Friday, December 11, 2009

When Advisors Shouldn't Try to Advise

Once upon a time, my advisor met weekly with her undergraduate honors thesis students. The meetings were only half the time devoted to her graduate students, but they were consistent. She helped them choose their projects, decide what to do when problems arose, analyze data, and write.

Then she realized that she had graduate students who could do this for her. The transition started gradually and ended abruptly; suddenly, she met with the graduate students, and the graduate students met with the undergrads, and never did the faculty and undergraduates see each other.

One of my thesis students has been working with me since she was a senior in high school. She picked up one of my side projects - one I would like to do if only that dissertation didn't get in the way. "Our" faculty advisor helped me brainstorm the project, but has been uninvolved since then. She has not met individually with my thesis student. She has not emailed her.

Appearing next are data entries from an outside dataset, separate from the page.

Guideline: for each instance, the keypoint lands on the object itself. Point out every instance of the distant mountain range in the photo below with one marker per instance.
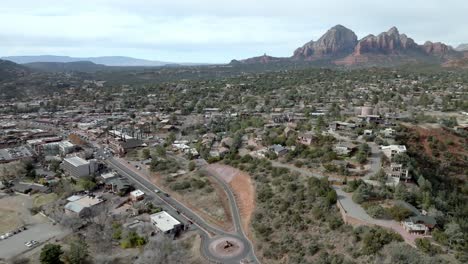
(340, 46)
(462, 47)
(107, 60)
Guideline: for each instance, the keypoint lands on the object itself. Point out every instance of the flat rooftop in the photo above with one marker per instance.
(76, 161)
(164, 221)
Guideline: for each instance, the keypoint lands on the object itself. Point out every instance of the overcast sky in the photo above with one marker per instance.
(212, 30)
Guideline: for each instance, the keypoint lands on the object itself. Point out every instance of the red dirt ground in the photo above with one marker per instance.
(243, 189)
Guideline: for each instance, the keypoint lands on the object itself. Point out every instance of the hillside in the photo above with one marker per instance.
(340, 46)
(79, 66)
(105, 60)
(10, 70)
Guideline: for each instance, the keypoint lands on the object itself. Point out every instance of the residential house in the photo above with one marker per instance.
(305, 138)
(278, 150)
(344, 148)
(398, 172)
(392, 150)
(166, 223)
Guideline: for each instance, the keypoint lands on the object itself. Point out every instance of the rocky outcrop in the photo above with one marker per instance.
(339, 45)
(390, 42)
(462, 47)
(258, 60)
(336, 42)
(440, 50)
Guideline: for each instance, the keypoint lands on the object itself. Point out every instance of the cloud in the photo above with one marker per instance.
(212, 30)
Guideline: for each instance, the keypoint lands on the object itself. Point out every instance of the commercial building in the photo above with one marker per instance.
(137, 195)
(82, 205)
(78, 167)
(165, 222)
(13, 154)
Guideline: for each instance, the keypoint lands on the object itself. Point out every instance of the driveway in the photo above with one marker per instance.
(40, 232)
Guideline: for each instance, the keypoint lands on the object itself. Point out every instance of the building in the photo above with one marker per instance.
(305, 138)
(398, 172)
(121, 142)
(137, 195)
(13, 154)
(82, 205)
(344, 148)
(54, 148)
(165, 222)
(392, 150)
(337, 125)
(420, 224)
(278, 150)
(78, 167)
(118, 185)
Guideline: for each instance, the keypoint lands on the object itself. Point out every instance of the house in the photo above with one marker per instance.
(388, 132)
(278, 150)
(82, 205)
(344, 148)
(398, 172)
(77, 167)
(118, 185)
(137, 195)
(420, 224)
(305, 138)
(165, 222)
(392, 150)
(337, 125)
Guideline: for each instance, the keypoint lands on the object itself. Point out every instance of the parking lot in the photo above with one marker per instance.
(40, 232)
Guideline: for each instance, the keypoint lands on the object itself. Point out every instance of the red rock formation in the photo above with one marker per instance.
(338, 41)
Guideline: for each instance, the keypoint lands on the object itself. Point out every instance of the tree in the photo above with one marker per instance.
(86, 183)
(191, 166)
(454, 234)
(78, 251)
(145, 153)
(376, 238)
(50, 254)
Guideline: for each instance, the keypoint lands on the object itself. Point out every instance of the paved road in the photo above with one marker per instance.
(41, 232)
(237, 220)
(208, 233)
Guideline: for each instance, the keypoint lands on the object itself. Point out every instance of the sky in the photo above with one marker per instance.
(212, 31)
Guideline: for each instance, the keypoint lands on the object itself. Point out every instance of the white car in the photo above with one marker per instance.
(31, 243)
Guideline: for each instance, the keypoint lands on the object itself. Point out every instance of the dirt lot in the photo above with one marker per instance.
(243, 189)
(212, 205)
(14, 212)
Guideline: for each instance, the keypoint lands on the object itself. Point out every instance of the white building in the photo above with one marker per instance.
(165, 222)
(81, 205)
(78, 167)
(137, 195)
(392, 150)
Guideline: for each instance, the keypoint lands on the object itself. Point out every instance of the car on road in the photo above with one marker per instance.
(31, 243)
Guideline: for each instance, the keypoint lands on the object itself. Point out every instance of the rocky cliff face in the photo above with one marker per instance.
(339, 45)
(390, 42)
(440, 50)
(462, 47)
(337, 41)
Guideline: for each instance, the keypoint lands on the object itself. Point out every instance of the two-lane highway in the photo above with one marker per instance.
(208, 232)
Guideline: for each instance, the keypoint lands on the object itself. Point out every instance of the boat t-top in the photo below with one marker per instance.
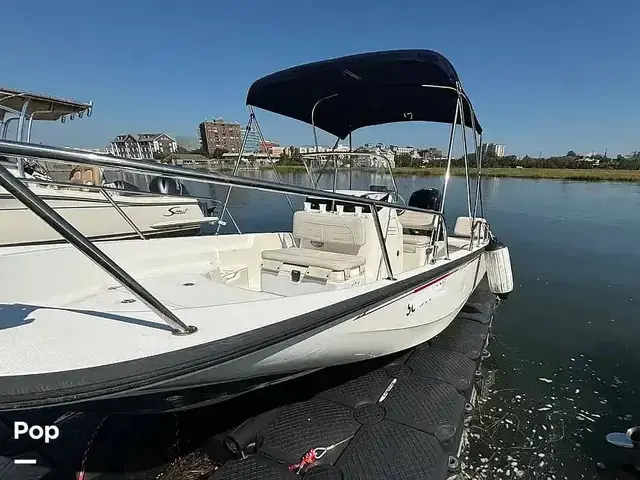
(100, 209)
(167, 323)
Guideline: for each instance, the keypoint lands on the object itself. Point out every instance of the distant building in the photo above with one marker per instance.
(142, 145)
(429, 154)
(267, 146)
(253, 140)
(220, 134)
(495, 149)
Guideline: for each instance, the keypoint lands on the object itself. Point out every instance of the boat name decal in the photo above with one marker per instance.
(176, 211)
(419, 299)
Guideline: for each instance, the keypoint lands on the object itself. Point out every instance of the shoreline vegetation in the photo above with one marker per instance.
(591, 174)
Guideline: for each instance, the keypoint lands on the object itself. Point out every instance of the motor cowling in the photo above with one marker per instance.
(427, 198)
(499, 273)
(167, 186)
(122, 185)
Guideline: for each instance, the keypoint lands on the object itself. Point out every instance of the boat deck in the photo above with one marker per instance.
(392, 418)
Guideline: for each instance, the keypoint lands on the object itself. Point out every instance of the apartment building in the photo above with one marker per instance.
(143, 146)
(221, 135)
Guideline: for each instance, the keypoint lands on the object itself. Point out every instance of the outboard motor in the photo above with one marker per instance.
(167, 186)
(499, 271)
(427, 198)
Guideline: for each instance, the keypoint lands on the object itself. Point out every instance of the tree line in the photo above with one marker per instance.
(569, 161)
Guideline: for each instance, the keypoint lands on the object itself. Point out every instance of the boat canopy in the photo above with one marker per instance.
(344, 94)
(42, 107)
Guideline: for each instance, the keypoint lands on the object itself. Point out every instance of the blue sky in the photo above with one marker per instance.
(546, 75)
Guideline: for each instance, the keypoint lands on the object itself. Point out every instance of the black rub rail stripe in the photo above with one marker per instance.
(116, 380)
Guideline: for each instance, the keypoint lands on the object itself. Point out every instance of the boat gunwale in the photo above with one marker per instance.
(121, 379)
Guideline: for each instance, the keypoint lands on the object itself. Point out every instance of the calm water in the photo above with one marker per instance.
(564, 347)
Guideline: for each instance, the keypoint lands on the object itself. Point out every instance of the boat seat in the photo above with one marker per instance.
(314, 258)
(463, 227)
(332, 254)
(85, 175)
(416, 249)
(425, 222)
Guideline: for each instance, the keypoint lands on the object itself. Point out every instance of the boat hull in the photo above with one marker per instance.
(393, 317)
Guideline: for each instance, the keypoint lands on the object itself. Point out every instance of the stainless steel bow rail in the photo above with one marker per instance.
(22, 193)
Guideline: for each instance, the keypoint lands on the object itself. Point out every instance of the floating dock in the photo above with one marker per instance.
(400, 417)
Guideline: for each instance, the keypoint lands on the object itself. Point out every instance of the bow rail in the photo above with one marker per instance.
(33, 202)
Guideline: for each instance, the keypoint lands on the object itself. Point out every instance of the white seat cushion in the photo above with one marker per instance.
(314, 258)
(415, 240)
(417, 220)
(329, 228)
(463, 226)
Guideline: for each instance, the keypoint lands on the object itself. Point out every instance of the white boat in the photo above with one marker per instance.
(86, 199)
(168, 323)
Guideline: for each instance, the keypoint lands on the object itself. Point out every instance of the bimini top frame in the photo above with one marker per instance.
(344, 94)
(24, 107)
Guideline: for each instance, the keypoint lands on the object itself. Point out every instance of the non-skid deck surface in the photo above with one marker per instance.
(401, 421)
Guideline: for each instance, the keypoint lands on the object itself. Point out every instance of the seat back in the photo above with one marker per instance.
(351, 234)
(463, 227)
(85, 175)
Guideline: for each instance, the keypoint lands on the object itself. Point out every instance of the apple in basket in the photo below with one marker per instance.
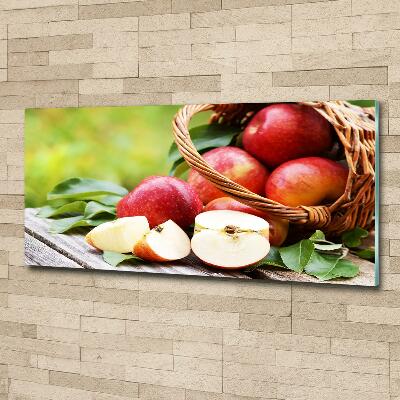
(235, 164)
(308, 181)
(284, 131)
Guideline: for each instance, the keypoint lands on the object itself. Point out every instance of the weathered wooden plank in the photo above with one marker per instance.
(38, 253)
(73, 247)
(366, 277)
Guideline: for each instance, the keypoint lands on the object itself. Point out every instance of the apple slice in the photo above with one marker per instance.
(165, 242)
(230, 239)
(120, 235)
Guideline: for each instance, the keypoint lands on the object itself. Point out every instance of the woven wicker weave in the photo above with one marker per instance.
(355, 129)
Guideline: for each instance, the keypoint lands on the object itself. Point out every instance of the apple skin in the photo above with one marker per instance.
(308, 181)
(283, 132)
(160, 198)
(278, 228)
(235, 164)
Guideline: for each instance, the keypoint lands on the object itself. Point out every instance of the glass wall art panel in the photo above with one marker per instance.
(271, 191)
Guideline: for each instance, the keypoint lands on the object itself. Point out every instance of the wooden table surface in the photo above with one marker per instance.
(71, 251)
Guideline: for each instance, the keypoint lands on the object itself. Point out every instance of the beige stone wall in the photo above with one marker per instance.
(96, 336)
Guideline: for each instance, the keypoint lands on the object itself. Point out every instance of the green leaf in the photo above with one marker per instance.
(297, 255)
(344, 269)
(326, 267)
(93, 209)
(328, 246)
(204, 137)
(65, 224)
(112, 258)
(320, 265)
(367, 254)
(76, 207)
(273, 258)
(317, 236)
(108, 200)
(81, 188)
(354, 238)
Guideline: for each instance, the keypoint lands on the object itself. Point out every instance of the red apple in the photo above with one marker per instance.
(160, 198)
(278, 228)
(283, 132)
(307, 181)
(234, 163)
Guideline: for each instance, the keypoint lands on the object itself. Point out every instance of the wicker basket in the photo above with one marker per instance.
(355, 129)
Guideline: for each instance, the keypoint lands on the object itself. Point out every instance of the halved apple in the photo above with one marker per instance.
(230, 239)
(120, 235)
(165, 242)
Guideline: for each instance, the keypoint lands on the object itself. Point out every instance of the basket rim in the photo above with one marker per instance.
(346, 119)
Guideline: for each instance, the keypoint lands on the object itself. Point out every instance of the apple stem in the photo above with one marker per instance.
(231, 229)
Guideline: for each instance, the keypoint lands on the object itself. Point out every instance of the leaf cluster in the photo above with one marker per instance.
(81, 202)
(314, 256)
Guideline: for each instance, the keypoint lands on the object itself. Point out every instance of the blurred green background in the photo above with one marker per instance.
(118, 144)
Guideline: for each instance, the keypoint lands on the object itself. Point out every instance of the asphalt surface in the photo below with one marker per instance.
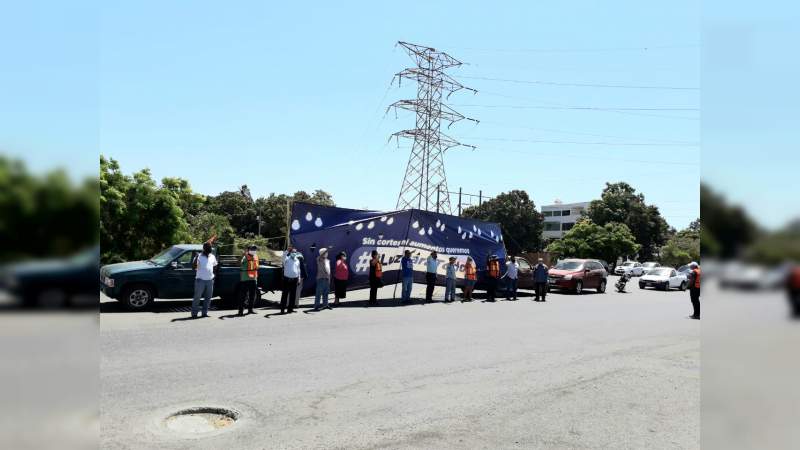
(591, 371)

She has not responded to my student's emails, beyond instructions on how those emails should be done better. She did not attend my student's lab meeting presentation at the halfway point of data collection.

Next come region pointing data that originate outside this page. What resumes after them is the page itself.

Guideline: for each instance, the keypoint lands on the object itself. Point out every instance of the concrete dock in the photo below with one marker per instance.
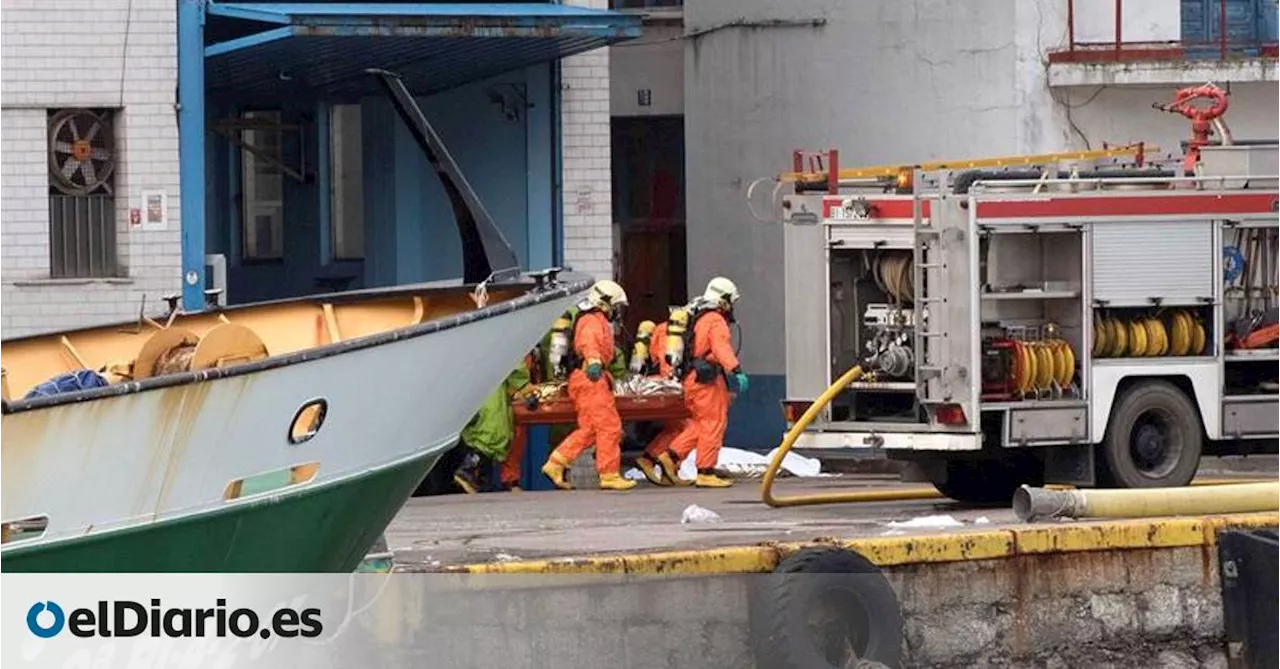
(988, 592)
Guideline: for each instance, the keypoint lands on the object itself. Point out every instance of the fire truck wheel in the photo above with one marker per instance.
(826, 608)
(1153, 438)
(988, 482)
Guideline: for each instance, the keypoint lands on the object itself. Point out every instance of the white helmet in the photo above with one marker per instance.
(721, 292)
(607, 294)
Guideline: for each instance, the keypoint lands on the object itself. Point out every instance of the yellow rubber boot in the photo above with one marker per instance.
(612, 481)
(554, 468)
(650, 472)
(671, 471)
(711, 480)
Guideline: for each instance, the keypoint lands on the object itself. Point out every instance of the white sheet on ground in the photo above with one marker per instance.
(744, 462)
(927, 521)
(698, 514)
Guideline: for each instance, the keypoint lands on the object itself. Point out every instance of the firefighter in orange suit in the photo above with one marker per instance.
(658, 452)
(711, 360)
(590, 388)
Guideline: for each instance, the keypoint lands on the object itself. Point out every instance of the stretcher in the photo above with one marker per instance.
(631, 408)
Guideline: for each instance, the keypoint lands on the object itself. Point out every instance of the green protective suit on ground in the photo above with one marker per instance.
(617, 369)
(493, 426)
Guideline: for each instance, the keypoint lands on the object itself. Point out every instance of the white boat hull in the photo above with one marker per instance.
(120, 463)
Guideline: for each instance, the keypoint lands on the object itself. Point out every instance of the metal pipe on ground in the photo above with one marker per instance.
(1033, 504)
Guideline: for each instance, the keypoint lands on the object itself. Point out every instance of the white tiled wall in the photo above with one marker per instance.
(588, 183)
(86, 54)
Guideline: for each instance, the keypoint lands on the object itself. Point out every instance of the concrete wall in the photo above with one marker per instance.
(586, 184)
(883, 82)
(86, 54)
(1146, 21)
(1100, 609)
(656, 62)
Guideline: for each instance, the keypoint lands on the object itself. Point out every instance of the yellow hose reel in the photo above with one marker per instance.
(1040, 366)
(1176, 334)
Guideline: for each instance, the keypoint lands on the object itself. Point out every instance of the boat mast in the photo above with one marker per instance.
(487, 256)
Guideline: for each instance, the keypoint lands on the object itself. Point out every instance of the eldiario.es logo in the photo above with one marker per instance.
(126, 618)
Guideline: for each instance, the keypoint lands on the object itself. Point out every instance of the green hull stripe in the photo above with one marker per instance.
(328, 528)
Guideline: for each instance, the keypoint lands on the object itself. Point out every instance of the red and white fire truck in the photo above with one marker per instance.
(1098, 319)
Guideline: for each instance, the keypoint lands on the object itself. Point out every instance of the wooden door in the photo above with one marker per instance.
(645, 275)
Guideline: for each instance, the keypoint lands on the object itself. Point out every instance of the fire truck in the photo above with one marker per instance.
(1096, 319)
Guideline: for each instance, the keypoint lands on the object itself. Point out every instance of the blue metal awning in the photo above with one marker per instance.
(256, 50)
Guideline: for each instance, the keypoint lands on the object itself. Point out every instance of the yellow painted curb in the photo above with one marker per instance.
(901, 550)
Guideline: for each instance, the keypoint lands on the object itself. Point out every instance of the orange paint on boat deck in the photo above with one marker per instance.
(282, 328)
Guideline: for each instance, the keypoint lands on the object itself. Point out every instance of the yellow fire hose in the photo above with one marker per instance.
(1037, 503)
(1105, 505)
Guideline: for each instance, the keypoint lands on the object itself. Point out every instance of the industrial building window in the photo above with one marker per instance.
(82, 193)
(263, 186)
(347, 183)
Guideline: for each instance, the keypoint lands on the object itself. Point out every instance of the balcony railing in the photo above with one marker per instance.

And now, suddenly, out of the blue, she emailed my student asking why she didn't do *this* instead, where "this" is a plan we had specifically decided against in that lab meeting, and my advisor had implicitly condoned. If the thesis time constraints were really that important.

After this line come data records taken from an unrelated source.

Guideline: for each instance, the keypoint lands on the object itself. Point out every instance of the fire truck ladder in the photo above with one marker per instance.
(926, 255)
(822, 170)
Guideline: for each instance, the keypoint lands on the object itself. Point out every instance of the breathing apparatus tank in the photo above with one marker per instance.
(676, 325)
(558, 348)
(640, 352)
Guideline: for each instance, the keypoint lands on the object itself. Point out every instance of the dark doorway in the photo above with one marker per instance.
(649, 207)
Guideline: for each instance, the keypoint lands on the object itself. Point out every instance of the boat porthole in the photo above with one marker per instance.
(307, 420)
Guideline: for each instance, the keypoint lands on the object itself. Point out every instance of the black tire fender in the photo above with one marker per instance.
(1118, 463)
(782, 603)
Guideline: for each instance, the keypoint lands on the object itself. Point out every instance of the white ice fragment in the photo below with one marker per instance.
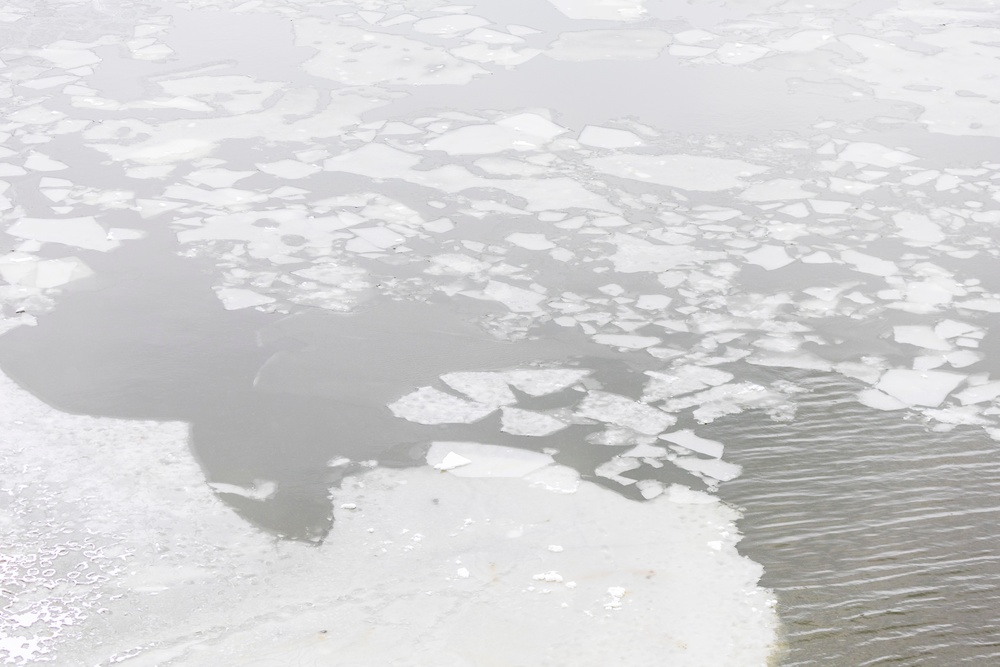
(487, 460)
(432, 406)
(875, 154)
(623, 411)
(546, 381)
(921, 336)
(769, 257)
(525, 422)
(452, 461)
(686, 438)
(484, 387)
(627, 341)
(236, 298)
(714, 468)
(530, 241)
(926, 388)
(688, 172)
(259, 490)
(607, 137)
(879, 400)
(979, 393)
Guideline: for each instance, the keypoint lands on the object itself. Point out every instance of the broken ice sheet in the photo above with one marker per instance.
(433, 406)
(623, 411)
(485, 460)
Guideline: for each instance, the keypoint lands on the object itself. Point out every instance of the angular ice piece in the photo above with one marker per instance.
(451, 461)
(260, 490)
(607, 137)
(921, 336)
(927, 388)
(769, 257)
(487, 388)
(686, 438)
(875, 154)
(879, 400)
(979, 393)
(83, 232)
(544, 381)
(688, 172)
(530, 241)
(623, 411)
(525, 422)
(235, 298)
(627, 341)
(714, 468)
(486, 460)
(533, 124)
(432, 406)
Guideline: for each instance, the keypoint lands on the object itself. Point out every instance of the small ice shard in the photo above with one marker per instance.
(481, 386)
(235, 298)
(487, 460)
(880, 400)
(432, 406)
(687, 439)
(260, 490)
(623, 411)
(544, 381)
(714, 468)
(525, 422)
(452, 461)
(926, 388)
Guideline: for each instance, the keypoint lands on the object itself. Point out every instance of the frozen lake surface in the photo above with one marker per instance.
(570, 332)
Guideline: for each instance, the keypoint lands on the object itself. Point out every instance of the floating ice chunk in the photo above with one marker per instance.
(612, 470)
(517, 299)
(627, 341)
(362, 58)
(451, 461)
(688, 172)
(44, 274)
(83, 232)
(926, 388)
(260, 490)
(534, 125)
(586, 45)
(987, 305)
(686, 438)
(606, 137)
(979, 393)
(682, 380)
(918, 227)
(601, 10)
(777, 189)
(714, 468)
(449, 25)
(487, 460)
(525, 422)
(879, 400)
(868, 264)
(636, 255)
(623, 411)
(544, 381)
(530, 241)
(236, 298)
(769, 257)
(289, 169)
(432, 406)
(921, 336)
(487, 388)
(875, 154)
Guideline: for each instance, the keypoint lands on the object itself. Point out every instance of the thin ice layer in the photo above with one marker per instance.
(153, 542)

Which means I sent a very careful but adamant email reminding the advisor that a decision had been made at lab meeting, that if she had any problems with that decision she should have said it then, and explaining exactly how tight the constraints were.

I did not say that she had no business interfering in my mentoring relationship with my student, or butting into a project she has had nothing to do with for almost a year. But I really, really wanted to.